Financial, energy and commodity shares led gains among all 10 of the main industry groups in the S&P 500 today, with Citigroup Inc., DuPont Co. and Exxon Mobil Corp. rising at least 1.8 percent. All but one of the 81 stocks in the S&P 500 Financials Index (S5FINL) advanced, sending the group up 2.9 percent after a 4.7 percent plunge yesterday. Bank of America Corp. and Goldman Sachs Group Inc. climbed more than 3 percent, rebounding from losses of at least 5.5 percent yesterday.
European Stocks
The Stoxx 600 pared this week’s drop to 4.7 percent as basic-resource producers, auto companies and insurers led gains. Randgold Resources Ltd. rallied 8.2 percent after forecasting a 22 percent increase in gold output next year. Lloyds Banking Group Plc slid 7.4 percent as Chief Executive Officer Antonio Horta-Osorio took leave of absence from his duties following medical advice. Logica Plc sank 8.4 percent as the computer services provider had sales that missed estimates.

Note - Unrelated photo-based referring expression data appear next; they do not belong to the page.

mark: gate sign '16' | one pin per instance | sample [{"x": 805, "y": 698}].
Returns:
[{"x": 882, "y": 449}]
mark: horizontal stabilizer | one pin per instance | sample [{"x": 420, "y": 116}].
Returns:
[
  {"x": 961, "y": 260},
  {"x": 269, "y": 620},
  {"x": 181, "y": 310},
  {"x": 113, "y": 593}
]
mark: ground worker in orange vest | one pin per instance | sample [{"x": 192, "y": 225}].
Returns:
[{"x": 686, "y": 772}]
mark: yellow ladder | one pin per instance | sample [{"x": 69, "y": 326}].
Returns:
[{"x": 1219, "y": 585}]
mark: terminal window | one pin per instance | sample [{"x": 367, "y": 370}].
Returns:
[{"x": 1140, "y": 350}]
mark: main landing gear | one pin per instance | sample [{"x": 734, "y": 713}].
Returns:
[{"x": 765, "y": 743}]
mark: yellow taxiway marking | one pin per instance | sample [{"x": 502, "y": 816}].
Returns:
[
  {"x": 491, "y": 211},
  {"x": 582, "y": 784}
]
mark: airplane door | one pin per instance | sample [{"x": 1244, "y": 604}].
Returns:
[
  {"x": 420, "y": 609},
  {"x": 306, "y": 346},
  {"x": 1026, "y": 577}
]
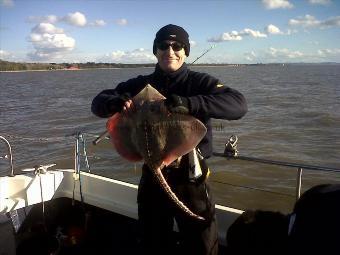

Benchmark indexes in Italy, France and Germany rose at least 1.5 percent, rebounding from plunges of at least 5 percent yesterday.
The euro strengthened 0.7 percent to $1.3803. The shared currency recovered after earlier paring gains as the European Financial Stability Facility said it will delay a planned 3 billion-euro ($4.1 billion) bond sale because of market conditions. The dollar weakened against 12 of 16 major peers, losing 0.5 percent to 78.01 yen.
“The dollar is softening into the meeting on talk of” quantitative easing, said Jane Foley, a senior currency strategist at Rabobank International in London. “That may be premature. We’ve had a glimmer of hope or optimism on the Greek situation,” which supports the euro, she said.
Bund Yields
German bund yields were seven basis points higher at 1.84 percent after dropping 26 basis points yesterday, the biggest decline since Bloomberg began collecting the data in 1992. Greek two-year yields rose as much as 944 basis points to a record 96.72 percent.
Germany sold 4 billion euros of five-year notes at a record-low yield of 1 percent, and Portugal raised 1.2 billion euros in a sale of three-month bills.
Papandreou stuck to plans to hold a referendum on Europe’s rescue package to confirm the nation’s membership of the euro amid signs his government may collapse. His grip on power weakened after a lawmaker from his socialist Pasok party defected, leaving him with 152 deputies in the 300-seat chamber, while another, Vasso Papandreou, called for the formation of a national unity government.
Default Swaps
The cost of insuring European debt fell as investors pared bets that Greece is headed for a disorderly default. The Markit iTraxx Crossover Index of credit-default swaps on 50 companies with mostly high-yield credit ratings dropped 21 basis points to 711, according to JPMorgan Chase & Co. at 3 p.m. in London. The gauge yesterday increased by the most ever, signaling deteriorating perceptions of credit quality.
Copper climbed 2.8 percent to $3.6005 a pound as inventories of the metal in warehouses monitored by the London Metal Exchange dropped for a 10th consecutive day, the longest decline since July 6.
Oil rose 0.9 percent to $93.01 a barrel in New York, the first advance in four days. Futures pared gains as the U.S. Energy Department said stockpiles advanced 1.83 million barrels to 339.5 million last week, topping the median forecast for a 1 million barrel increase in a survey of analysts.
The MSCI Emerging Markets Index rose 1 percent, following its worst two-day decline in a month. The Hang Seng China Enterprises Index climbed 2.6 percent in Hong Kong. Russia’s Micex Index advanced 1.3 percent.